One wouldn't ordinarily anticipate difficulty studying something that is everywhere all the time,  but NOW is always in the process of disappearing, so we are confronted with a singular paucity of material. This essay must make do with pivotal moments in a fictional epic --which fortunately I have not thought up beyond the following three sentences:

1. NOW is suggested in opening lines: Deirdre inhaled air charged with salt and sunshine, felt the sea wind in her hair and realized, somewhat sadly, that she would never be this happy again.

2. And in meanwhiles: Meanwhile, Colonel Arsepaddler closed the portfolio and said, "You understand, don't you Frebbish, that if the missing diagrams are not in this folder by Swithin's Day there'll be ructions, I tell you, ructions!"

3. And continuations: Deirdre and Frebbish exchanged solicitous glances while the colonel  gazed out the space-ship porthole as though something about the universe rather disgusted him.

Examples above describe moments of NOW as interstices wedged in an astragal of things that have happened and things that will happen because of them. We understand this because we were told stories --which all exploit this temporal enigma of sequence-- then went to school and learned to read them for ourselves.

School itself is simple enough but its systems of tuition and funding are too complicated to be understood except by a handful of eccentric mathematicians and most pirates. Both are pictured above in an illustration of a school board meeting in 2015.

I should also mention the universe. The universe is not stable. In fact it is higgledy-piggledy.
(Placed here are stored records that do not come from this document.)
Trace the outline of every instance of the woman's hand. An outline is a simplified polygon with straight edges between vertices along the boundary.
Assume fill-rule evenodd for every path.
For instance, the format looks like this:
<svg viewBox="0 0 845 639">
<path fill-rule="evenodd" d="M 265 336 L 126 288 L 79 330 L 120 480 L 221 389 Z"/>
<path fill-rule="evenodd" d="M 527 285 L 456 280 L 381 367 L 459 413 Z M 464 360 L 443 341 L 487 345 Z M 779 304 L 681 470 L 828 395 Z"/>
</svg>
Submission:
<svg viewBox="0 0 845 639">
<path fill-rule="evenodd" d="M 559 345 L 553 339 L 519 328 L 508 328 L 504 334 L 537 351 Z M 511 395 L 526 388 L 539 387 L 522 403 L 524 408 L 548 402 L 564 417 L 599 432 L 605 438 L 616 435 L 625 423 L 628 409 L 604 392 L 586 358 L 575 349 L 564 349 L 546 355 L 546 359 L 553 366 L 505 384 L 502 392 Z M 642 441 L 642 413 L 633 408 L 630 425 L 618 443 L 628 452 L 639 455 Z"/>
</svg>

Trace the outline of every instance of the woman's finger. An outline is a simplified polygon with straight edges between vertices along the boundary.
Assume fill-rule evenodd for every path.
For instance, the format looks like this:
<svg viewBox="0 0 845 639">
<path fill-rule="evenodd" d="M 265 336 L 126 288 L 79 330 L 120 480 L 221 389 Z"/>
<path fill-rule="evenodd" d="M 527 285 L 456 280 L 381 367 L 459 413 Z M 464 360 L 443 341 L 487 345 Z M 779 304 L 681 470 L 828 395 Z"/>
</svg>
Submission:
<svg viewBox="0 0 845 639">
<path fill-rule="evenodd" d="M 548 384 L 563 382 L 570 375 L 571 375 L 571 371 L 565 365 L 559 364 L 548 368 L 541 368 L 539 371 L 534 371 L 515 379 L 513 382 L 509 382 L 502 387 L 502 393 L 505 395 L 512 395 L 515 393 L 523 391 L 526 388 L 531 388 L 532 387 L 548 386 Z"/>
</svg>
Were it merely higgledy or  piggledy there would be little point in mentioning it but it is both, so I should. In physics, mind and matter are simply two ways of organizing events. The universe is made of events. In it, all possible events are assembled. Interaction between what has happened and what might possibly happen will, for our purposes, adequately define NOW. You may also recognize it as a definition of LIFE, but that is another discussion.

16 comments:

  1. Now is one of the most slippery and elusive critters I know. Fast moving too. It puts greased lightening to shame.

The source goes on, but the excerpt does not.